Stoner incanta ancora. Altrettanto il suo creatore, il texano John E. Williams (1922-1994), scrittore colto e versatile, dalla vita ombreggiata e ora eclissata dal suo stesso Stoner, al punto che si va dimenticando il suo nome (è importante aggiungere quella «E.» di distinzione da altri famosi omonimi), per riconoscerlo ormai solo come l’autore del suo protagonista più celebre; l’altro potrebbe essere Ottaviano Augusto (Augustus, 1973, co-vincitore, con John Barth, di un National Book Award), ma sarebbe una presupponenza più ambiziosa.
Personaggio sfuggente, ombra vacillante nel panorama letterario del secondo Novecento, non collocabile in alcun trend narrativo dell’ultimo canone americano (forse perché la vena è stata più sovvertitrice: «postmoderna»?), Williams è autore di quattro romanzi, di cui tre di immediato successo al loro apparire tra il 1960 e il 1972, per precipitare quasi subito, e di volta in volta, nel sottobosco del mainstream. Eppure, egli continua a tornare a galla, come notava Peter Cameron alla prima comparsa di Stoner in Italia, col ridestato stupore di fugaci ‘riscoperte’ generazionali.

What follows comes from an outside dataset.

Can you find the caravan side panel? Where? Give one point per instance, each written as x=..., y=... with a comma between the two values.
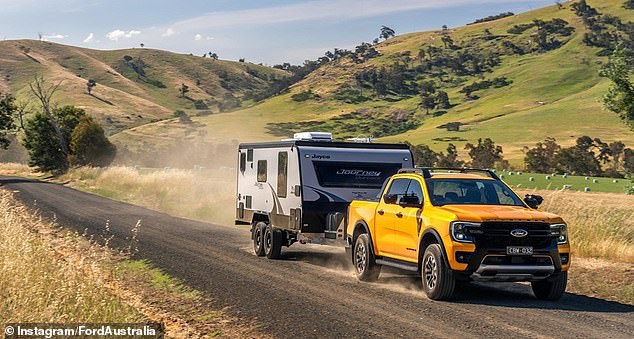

È l’editore Fazi che, negli ultimi tempi, dopo aver avuto il merito di rilanciarlo, mantiene fermo il proposto di ricordarci il suo caso singolarissimo, e quindi torna a far circolare in libreria due novità non di Stoner/l’autore, cannibalizzato dalla sua creatura, ma su Stoner: La saggezza di Stoner, a cura di Barbara Carnevali, con contributi di Axel Honneth, Eva Illouz, Julika Griem e Frieder Vogelmann (pp. 132, € 16,00) e L’uomo che scrisse il romanzo perfetto Ritratto di John Williams, autore di Stoner di Charles J. Shields (traduzione di Nazzareno Mataldi e Franca di Muzio, pp. 323, € 18,50). L’uno diretto, a dirla in breve, a un’indagine del messaggio sociologico, mediatico, epistemico, rifrangentesi sull’oggi, grazie a un successo; l’altro a un bel ritratto dell’«uomo» attraverso le tappe della sua scrittura. Le due letture si compensano.
La domanda di fondo che pone La saggezza di Stoner è come mai quest’uomo-vessillo, rassegnato, quasi sadomasochisticamente inerte, alienato e alienante, della mediocritas americana anni cinquanta nei suoi aspetti più deprimenti e sofferenti, ci incuriosisce tanto negli amari anni duemila? E perché l’affinità con l’uomo di oggi, con «uno di noi», si sia «imposta all’attenzione del pubblico solo negli ultimi dieci anni»? E ancora, «cosa ci dice» questo fenomeno «sullo stato della nostra società, sul nostro tempo»? Le varie risposte, puntanti su una insolvibile ‘ambivalenza’ dell’uomo Stoner, vengono da un gruppo di filosofi/sociologi di Francoforte, che vi riconoscono un «modello di un certo atteggiamento nei confronti del mondo».
La biografia di Shields, un esperto del genere – dopo le vite di Kurt Vonnegut e Harper Lee – si basa su ‘carte’ emerse dagli archivi dell’Università dell’Arkansas, e legge la vita di Williams come una lotta frustrante per un riconoscimento pieno della sua arte in tempi di giganti già affermati o esordienti, e difficilmente scaturiti da un ceto umile e duro, legato alla terra («Che avesse sangue indiano?») tipico di certe sacche interne degli US. Una nascita che non aiutò la fiducia in se stesso di Williams.
Con l’handicap delle sue origini contadine, molti misteri sono forse racchiusi negli esordi letterari di Williams, di cui pochi parlano ma che sembrano anticipare il virus (e il magma interiore) che condizionerà la sua carriera. Che nelle soste fra un’offensiva aerea e un’altra, la guerra (la Seconda) lasci al milite (John E. Williams) spazio per la scrittura di un romanzo può suonare solo strano o esorcizzante: c’è da vedervi un inconsapevole atto salvifico, un modo per rimettere i piedi a terra e ingannare il fato provando a eternare il proprio nome in un qualcosa che idealmente resti. Questo (che non accade mai a Stoner, figura a mio parere ‘cristologica’, o alla Bartleby) deve essere successo a John Williams, quando nel 1942-1945 era di servizio sul fronte asiatico, da dove tornò (vivo) con un manoscritto consegnato alle stampe nel ’48: Nulla, solo la notte. Era il suo primo romanzo e forse, dal punto di vista tecnico, il suo romanzo più interessante, oniricamente joyciano. Anch’esso, e più dei successivi, per lungo tempo archiviato.